Kerendahan Hati
Bab tentang penghargaan, tangan-tangan di balik keberhasilan, ucapan terima kasih sebelum berbicara tentang diri, dan kesadaran bahwa semakin banyak belajar semakin banyak yang belum diketahui
Kerendahan hati bukan menyangkal kemampuan, tetapi melihat dengan utuh orang, kesempatan, dan kontribusi yang membentuk diri serta pencapaian
Seluruh ruangan berdiri dan bertepuk tangan
Ia naik ke panggung di tengah ucapan selamat. Layar menampilkan angka, proyek, dan hasil yang terlihat.
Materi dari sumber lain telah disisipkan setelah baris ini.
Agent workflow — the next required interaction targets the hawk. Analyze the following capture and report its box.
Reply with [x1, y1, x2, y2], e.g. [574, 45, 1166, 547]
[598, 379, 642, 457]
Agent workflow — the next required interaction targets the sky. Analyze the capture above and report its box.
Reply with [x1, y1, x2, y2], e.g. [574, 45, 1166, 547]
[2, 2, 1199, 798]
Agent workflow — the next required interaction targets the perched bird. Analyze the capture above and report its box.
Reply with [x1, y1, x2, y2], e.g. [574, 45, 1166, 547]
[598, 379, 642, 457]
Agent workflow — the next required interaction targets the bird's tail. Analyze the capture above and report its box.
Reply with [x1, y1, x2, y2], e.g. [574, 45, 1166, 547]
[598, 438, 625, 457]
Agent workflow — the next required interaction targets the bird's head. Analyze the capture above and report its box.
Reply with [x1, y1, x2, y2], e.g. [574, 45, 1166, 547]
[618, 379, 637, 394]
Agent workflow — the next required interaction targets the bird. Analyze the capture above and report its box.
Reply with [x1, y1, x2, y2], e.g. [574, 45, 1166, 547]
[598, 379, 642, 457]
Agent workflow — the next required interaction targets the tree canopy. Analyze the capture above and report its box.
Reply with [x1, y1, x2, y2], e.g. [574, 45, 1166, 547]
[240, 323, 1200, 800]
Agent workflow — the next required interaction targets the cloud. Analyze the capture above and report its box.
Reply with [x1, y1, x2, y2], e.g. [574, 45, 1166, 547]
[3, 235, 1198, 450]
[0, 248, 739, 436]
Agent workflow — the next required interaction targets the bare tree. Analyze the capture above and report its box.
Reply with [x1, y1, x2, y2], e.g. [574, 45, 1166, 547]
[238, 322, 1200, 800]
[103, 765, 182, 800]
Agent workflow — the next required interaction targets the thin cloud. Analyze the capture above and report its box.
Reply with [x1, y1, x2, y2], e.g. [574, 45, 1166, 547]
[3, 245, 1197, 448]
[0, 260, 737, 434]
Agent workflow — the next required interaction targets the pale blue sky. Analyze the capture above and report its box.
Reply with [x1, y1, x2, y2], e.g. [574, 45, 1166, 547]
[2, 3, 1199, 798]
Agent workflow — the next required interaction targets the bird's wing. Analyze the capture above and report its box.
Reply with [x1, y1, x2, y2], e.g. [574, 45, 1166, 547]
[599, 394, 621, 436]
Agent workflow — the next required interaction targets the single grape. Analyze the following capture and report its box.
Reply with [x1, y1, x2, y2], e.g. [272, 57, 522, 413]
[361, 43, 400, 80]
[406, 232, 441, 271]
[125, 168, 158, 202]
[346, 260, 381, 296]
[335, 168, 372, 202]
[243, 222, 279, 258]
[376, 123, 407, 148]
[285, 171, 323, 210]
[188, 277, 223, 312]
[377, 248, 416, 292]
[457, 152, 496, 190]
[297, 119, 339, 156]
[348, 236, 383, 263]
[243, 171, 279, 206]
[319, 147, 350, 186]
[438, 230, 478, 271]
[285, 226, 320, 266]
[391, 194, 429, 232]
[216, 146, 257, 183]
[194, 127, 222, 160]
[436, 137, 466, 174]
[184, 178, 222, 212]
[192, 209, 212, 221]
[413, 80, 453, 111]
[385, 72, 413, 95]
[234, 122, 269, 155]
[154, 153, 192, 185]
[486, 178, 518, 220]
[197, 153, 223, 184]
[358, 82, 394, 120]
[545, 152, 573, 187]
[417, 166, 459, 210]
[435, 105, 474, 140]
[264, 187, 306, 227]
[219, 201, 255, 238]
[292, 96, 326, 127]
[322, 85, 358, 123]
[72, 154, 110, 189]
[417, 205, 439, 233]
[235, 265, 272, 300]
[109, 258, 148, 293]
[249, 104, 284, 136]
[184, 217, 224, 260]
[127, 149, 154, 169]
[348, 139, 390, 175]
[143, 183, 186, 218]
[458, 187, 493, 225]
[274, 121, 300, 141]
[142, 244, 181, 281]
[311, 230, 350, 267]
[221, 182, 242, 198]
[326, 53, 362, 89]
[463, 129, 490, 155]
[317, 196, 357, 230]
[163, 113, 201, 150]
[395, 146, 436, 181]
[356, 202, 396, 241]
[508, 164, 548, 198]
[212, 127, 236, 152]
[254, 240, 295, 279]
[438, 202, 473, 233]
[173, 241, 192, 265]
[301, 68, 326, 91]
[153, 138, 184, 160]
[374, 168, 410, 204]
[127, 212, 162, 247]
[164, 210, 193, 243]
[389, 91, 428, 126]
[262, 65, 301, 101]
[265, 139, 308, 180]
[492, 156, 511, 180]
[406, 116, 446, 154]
Setelah acara, ia kembali ke meja kerja
Buku lama, pena lama, dan daftar tugas besok masih ada. Keberhasilan hanyalah tempat berhenti, bukan tempat tinggal.
Banyak orang berdiri di balik setiap pencapaian
Ia mengingat manajer, rekan yang bekerja hingga larut, klien pertama, dan orang yang menunjukkan kesalahannya.
Tidak ada pencapaian yang hanya milik satu orang
Orang yang paling terlihat mudah melupakan tangan lain. Kerendahan hati dimulai dari melihat gambaran lengkap.
Kerendahan hati bukan menyangkal kemampuan
Ia mengakui usaha sendiri sekaligus dukungan dan kesempatan yang membuat kemampuan berkembang.
Ia belajar mengucapkan terima kasih sebelum berbicara tentang diri
Bukan hanya sopan, tetapi karena tidak pernah menempuh seluruh jalan seorang diri.
Semakin belajar, semakin banyak yang belum diketahui
Kesadaran itu membuatnya terus mendengar, belajar, dan berubah.
Jangan biarkan keberhasilan menghapus hari ketika memulai dari nol
Prestasi membuat seseorang diingat, kerendahan hati membuatnya dihormati.